It was as if Lenin’s life had not come to an end on January 21, 1924.

Now and again Ivan Grigoryevich wrote down his thoughts about Lenin and Stalin in a school exercise book left behind by Alyosha.

All the victories of the Party and the State were associated with the name of Lenin. But Lenin also seemed responsible for all the terrible cruelties that had been carried out in the country.

The tragedies of the countryside, the year 1937, the new bureaucracy, the new bourgeoisie, forced labor—all of these found their justification in Lenin’s revolutionary passion, in Lenin’s speeches, articles, and appeals.

And little by little, over the years, Lenin’s features changed.

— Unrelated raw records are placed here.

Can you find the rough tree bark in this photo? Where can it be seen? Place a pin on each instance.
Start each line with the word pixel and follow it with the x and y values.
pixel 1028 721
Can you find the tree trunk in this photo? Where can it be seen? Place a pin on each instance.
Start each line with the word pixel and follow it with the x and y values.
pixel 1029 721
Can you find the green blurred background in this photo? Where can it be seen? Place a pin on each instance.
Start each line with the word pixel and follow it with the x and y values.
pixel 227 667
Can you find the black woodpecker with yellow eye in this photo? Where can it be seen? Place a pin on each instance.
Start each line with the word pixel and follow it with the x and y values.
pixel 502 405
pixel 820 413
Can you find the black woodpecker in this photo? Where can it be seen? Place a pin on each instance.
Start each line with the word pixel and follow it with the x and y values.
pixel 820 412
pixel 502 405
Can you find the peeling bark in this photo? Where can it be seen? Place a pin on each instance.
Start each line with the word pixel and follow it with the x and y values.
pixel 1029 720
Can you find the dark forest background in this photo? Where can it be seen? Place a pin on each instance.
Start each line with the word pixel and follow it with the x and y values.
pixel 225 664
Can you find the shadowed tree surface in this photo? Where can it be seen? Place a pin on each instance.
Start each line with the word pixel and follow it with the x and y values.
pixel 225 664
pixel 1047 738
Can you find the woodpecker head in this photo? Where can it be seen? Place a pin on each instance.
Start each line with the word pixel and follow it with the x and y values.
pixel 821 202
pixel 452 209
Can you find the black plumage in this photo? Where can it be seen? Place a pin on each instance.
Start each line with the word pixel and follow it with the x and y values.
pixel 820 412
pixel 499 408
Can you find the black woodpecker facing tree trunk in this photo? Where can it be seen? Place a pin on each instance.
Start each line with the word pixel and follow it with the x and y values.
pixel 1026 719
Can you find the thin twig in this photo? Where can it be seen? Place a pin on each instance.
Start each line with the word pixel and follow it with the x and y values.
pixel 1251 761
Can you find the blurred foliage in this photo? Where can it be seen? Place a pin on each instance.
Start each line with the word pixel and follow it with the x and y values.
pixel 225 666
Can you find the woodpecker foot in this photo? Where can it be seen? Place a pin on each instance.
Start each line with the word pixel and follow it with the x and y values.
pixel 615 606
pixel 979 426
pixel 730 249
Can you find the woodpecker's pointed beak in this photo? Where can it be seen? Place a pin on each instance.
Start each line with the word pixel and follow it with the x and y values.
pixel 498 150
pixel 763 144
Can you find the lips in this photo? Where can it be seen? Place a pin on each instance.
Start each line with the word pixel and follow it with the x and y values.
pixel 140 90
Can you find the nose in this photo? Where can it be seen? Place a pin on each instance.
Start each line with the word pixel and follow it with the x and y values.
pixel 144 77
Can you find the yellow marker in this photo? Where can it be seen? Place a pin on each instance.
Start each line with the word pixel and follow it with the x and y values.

The image of the young student called Volodya Ulyanov, of the young Marxist who went by the name of Tulin, of the Siberian exile, of the revolutionary émigré, of the political writer and thinker called Vladimir Ilyich Lenin; the image of the man who had proclaimed the era of the world socialist revolution; the image of the creator of a revolutionary dictatorship in Russia, the man who had liquidated every revolutionary party in Russia except the one that seemed to him the most revolutionary of all; the image of the man who had dissolved the Constituent Assembly, which represented every class and party of postrevolutionary Russia, and who had created soviets where only revolutionary workers and peasants were to be represented—this image changed. Features familiar from portraits changed; the image of the first Soviet head of state changed.

Lenin’s work continued—and as it acquired new features, so the image of the dead Lenin acquired new features.

Lenin was an intellectual. His family belonged to the working intelligentsia. His brothers and sisters belonged to the revolutionary movement. His elder brother, Aleksandr, became a hero and holy martyr of the Revolution.

The writers of memoirs all say that, even as the leader of the Revolution, as the creator of the Party, as the head of the Soviet government, he remained someone modest and simple. He did not smoke or drink and, in all probability, he never in his life cursed and swore at someone in truly foul language. There was a student purity about his idea of leisure: music, the theater, books, walks. He always dressed democratically, almost as if he were poor.

The little Volodya who was so loved by his mother and sisters, the young man who
listened to the
Appassionata
and read and reread
War and Peace
, the young man who wore a crumpled tie and an old jacket and sat in the gallery of the theater—can this really have been the man who founded a State that chose to adorn the chests of Yagoda, Yezhov, Beria, Merkulov, and Abakumov with its highest honor, with his very own Order of Lenin?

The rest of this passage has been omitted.